# Large Preimage Proposals
"Large preimage proposals" are an optimization over the [original, computation-heavy solution](https://github.com/ethereum-optimism/optimism/pull/8870), where instead of performing the absorption and permutation on-chain for each keccak block absorbed, the user posts ***commitments*** to the computation. The submitter of the large preimage will still need to post the full pre-image on-chain through calldata so that it is available, but rather than doing the expensive `SHA3` computation on-chain, we merkleize the keccak blocks + a commitment to the internal `keccak256` state matrix by adding the input to an append-only merkle tree. If there is an incorrect state matrix claimed, a challenger can provide a merkle proof for the prestate and poststate leaves, and perform a single step of the keccak permutation on-chain to disprove the claimed data.
## Smart Contract Semantics
### Merkle Tree Structure
For each large preimage proposal, a tree of depth `16` is allocated. This supports preimages up to $2^{16} = 65,536$ keccak blocks in size, or ~`8.91` MB. The merkleization process follows the exact same semantics as the [Beacon Deposit contract](https://etherscan.io/address/0x00000000219ab540356cbb839cbe05303d7705fa#code), where we begin with an empty merkle tree with all leaves set to `0`:

*Source: [https://medium.com/@josephdelong/ethereum-2-0-deposit-merkle-tree-13ec8404ca4f](https://prod-files-secure.s3.us-west-2.amazonaws.com/788cc53a-3b6c-4a7f-af1c-46041e9de0e4/afd87444-5521-478a-89e2-43f941c96f04/Untitled.png)*
The merkle root is computed incrementally with the help of the precomputed zero hashes, which prevents having to merkleize a tree this large on-chain in its entirety, which is infeasible due to block gas limits.
### Initializing a Large Preimage Proposal
Before posting a large preimage, the submitter will need to initialize the proposal with a bit of metadata.

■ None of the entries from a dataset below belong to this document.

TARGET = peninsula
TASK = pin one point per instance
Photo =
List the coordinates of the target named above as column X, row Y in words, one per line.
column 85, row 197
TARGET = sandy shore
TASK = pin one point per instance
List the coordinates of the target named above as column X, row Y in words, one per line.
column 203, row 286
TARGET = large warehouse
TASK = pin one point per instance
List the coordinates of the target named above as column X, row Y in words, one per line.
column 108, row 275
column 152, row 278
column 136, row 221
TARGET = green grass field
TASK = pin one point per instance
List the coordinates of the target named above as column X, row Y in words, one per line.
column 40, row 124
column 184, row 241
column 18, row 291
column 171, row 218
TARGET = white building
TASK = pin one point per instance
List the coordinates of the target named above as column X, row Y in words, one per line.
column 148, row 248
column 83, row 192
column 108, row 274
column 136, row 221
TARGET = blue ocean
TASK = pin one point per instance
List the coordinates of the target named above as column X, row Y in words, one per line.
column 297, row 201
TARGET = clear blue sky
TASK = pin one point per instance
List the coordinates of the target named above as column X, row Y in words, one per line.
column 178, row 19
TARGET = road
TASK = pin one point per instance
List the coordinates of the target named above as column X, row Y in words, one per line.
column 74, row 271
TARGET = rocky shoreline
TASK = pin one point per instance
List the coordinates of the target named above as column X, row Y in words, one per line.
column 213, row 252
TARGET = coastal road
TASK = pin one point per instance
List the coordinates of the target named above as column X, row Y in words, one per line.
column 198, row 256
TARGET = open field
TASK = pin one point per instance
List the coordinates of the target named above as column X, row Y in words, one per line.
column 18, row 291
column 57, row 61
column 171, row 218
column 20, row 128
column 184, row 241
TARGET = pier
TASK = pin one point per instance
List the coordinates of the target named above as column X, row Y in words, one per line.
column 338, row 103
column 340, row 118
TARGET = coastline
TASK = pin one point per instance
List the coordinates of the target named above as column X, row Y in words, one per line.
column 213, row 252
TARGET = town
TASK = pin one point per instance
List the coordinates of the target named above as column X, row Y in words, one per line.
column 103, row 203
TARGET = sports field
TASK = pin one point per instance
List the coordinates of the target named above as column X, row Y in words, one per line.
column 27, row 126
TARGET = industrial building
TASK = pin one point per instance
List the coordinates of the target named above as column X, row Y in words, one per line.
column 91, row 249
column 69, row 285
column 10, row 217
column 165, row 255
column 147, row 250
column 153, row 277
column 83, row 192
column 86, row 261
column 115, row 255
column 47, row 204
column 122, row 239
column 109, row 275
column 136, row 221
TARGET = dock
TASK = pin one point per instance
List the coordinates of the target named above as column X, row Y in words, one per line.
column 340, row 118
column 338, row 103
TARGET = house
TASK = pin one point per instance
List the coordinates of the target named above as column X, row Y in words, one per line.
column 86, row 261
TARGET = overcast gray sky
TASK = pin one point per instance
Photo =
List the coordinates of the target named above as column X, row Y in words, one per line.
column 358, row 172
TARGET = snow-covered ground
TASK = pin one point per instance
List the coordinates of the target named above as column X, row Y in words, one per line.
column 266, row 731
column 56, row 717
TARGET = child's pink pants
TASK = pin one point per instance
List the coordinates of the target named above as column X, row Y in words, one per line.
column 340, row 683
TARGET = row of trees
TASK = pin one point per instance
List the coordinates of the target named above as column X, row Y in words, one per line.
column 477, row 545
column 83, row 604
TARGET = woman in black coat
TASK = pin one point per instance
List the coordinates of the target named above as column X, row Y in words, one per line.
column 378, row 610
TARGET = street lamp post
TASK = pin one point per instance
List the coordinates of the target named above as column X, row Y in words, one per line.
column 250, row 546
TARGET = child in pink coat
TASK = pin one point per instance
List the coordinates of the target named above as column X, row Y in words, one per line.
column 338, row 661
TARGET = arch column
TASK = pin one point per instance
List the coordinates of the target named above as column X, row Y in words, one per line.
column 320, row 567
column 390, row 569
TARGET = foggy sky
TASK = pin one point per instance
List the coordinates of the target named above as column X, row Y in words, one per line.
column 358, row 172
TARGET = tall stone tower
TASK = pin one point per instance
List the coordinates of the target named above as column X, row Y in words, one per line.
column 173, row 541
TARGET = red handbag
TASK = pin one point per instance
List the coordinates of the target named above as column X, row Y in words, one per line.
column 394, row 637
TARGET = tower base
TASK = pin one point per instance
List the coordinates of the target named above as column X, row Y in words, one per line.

This will involve claiming the full size of the preimage and the offset (in bytes) of the preimage part within the preimage ahead of time.
The reason that we need to claim these items ahead of time is due to the preimage size mixin when posting parts to the oracle. Preimages in the `PreimageOracle` are prepended with a big-endian 64 bit `length` field, which cannot be known ahead of absorbing the entire preimage. The part offset is also needed early in order to determine when to extract the preimage part from the streamed data.

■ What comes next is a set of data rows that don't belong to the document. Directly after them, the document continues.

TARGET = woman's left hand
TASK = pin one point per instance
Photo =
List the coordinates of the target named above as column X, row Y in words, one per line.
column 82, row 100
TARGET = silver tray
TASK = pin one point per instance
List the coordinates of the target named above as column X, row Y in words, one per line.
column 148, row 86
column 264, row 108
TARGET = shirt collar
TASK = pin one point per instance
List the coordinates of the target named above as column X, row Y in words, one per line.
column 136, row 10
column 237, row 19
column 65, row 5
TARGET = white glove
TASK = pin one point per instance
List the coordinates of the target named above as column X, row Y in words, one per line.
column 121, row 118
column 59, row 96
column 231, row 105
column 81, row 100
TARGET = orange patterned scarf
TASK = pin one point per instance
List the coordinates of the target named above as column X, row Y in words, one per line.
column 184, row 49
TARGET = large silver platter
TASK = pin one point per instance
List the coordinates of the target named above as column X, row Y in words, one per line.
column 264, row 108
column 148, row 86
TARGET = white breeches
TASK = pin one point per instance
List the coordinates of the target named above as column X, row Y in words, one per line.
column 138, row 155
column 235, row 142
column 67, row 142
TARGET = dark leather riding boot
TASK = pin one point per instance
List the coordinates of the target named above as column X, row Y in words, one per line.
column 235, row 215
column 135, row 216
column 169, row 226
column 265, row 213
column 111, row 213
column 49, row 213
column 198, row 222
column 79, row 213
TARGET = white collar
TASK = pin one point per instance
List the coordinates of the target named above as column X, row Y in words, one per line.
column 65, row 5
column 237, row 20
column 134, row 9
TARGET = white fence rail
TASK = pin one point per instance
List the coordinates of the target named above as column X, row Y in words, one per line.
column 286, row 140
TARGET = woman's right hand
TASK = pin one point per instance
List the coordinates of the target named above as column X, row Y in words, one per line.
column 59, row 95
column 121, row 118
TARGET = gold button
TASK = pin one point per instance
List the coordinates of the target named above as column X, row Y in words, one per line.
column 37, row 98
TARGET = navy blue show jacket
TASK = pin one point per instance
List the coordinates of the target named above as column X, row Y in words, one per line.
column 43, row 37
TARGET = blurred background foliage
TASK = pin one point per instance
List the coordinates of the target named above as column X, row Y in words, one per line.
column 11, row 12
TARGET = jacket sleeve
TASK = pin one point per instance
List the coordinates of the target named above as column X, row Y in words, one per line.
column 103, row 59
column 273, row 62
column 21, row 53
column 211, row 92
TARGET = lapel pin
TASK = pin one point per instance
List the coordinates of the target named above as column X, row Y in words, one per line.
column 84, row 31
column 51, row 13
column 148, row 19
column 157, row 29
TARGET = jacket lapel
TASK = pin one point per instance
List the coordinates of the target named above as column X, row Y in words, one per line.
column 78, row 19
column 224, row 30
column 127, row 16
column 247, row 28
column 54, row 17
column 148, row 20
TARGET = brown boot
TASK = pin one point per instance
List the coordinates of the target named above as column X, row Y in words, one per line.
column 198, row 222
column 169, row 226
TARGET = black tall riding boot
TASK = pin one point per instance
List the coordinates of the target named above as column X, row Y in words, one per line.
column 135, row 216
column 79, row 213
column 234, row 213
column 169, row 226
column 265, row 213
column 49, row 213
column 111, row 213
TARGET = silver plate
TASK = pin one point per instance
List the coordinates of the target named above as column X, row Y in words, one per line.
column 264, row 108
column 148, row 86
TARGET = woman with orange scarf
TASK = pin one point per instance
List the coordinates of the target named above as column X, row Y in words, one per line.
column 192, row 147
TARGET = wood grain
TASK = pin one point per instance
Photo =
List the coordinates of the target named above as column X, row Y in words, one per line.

This claimed preimage size **must** be checked for correctness, and the preimage offset **must** be checked to be within bounds whenever the proposal is finalized.
### Appending Leaves
In order to append to this merkle tree, we only need to store a single branch for the most recently inserted leaf. This means that the minimum required storage slots to keep track of is equal to the tree depth. In addition to these storage slots, we also need to keep track of some metadata about the proposal, such as the number of blocks absorbed so far, etc., along with the preimage part when it gets absorbed.

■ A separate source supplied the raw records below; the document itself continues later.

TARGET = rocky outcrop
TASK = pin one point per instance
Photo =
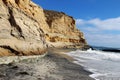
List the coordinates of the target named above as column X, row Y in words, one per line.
column 27, row 29
column 63, row 31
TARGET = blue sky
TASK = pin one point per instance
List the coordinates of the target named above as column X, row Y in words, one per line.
column 98, row 19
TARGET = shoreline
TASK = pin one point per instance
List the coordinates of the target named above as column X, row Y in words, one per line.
column 54, row 66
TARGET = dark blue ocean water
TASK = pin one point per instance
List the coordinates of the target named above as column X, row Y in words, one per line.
column 102, row 61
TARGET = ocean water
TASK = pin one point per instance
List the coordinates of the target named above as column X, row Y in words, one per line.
column 105, row 65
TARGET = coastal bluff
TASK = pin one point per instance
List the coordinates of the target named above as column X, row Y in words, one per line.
column 27, row 29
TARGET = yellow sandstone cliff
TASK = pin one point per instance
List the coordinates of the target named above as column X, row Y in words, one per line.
column 27, row 29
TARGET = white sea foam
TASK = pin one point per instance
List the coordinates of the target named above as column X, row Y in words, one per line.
column 104, row 65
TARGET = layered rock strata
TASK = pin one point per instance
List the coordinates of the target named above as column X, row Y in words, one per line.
column 27, row 29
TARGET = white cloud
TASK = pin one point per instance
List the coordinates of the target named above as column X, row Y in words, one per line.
column 108, row 24
column 95, row 31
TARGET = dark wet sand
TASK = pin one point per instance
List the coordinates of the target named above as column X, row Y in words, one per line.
column 54, row 66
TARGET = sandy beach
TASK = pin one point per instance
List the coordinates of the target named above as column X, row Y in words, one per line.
column 54, row 66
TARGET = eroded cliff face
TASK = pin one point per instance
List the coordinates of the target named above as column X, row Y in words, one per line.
column 63, row 31
column 20, row 33
column 26, row 29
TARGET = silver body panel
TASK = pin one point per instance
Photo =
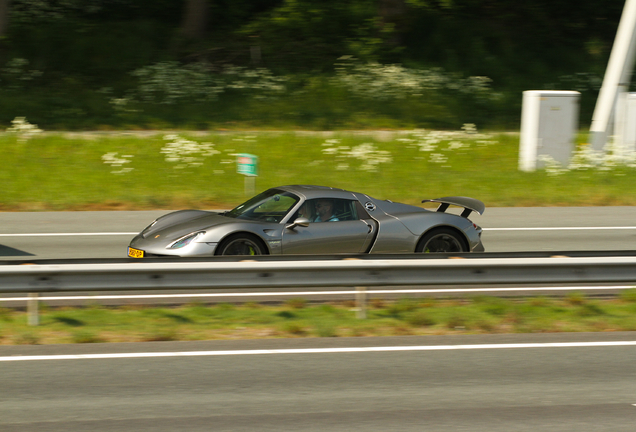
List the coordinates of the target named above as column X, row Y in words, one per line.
column 380, row 227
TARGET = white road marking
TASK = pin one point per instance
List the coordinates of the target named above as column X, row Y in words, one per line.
column 312, row 293
column 559, row 228
column 315, row 351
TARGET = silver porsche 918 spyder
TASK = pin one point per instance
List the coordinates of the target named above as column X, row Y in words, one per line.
column 313, row 220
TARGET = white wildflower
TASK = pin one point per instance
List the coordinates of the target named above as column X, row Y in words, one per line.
column 438, row 158
column 23, row 129
column 116, row 161
column 186, row 153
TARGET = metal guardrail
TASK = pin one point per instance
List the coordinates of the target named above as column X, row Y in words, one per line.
column 42, row 278
column 348, row 272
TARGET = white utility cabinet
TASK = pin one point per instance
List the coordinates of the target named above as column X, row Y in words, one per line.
column 549, row 122
column 625, row 124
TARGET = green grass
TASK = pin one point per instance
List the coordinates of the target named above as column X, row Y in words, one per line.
column 66, row 171
column 476, row 315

When the final block is absorbed, the proposal is marked as `finalized`, which begins the challenge period. During this time, any user can challenge the large preimage proposal. Once it has matured past the challenge period with no valid challenges, the preimage proposal can then be squeezed and the part may be added to the authorized preimages mappings for consumption by the FPVMs.
### Challenging
To challenge an invalid large preimage proposal, the challenger will need to find the ***first*** divergence within the claimed interior keccak state. Once they’ve found it, they will take one of two routes:
1. If the divergence is in the first keccak block, they will call a special function to challenge the first block. The setup state of the `keccak256` state matrix is a known constant, defined as:
$$
M = \begin{bmatrix}
0 & 0 & 0 & 0 & 0 \\
0 & 0 & 0 & 0 & 0 \\
0 & 0 & 0 & 0 & 0 \\
0 & 0 & 0 & 0 & 0 \\
0 & 0 & 0 & 0 & 0
\end{bmatrix}
$$
With this route, the challenger will only need to supply a merkle proof for the first leaf that was added to the tree and reveal the first leaf itself. The contract will then absorb the first claimed input into the constant starting state matrix, and if the hash of the resulting state matrix doesn’t match the commitment within the post-state leaf, the proposal will be challenged.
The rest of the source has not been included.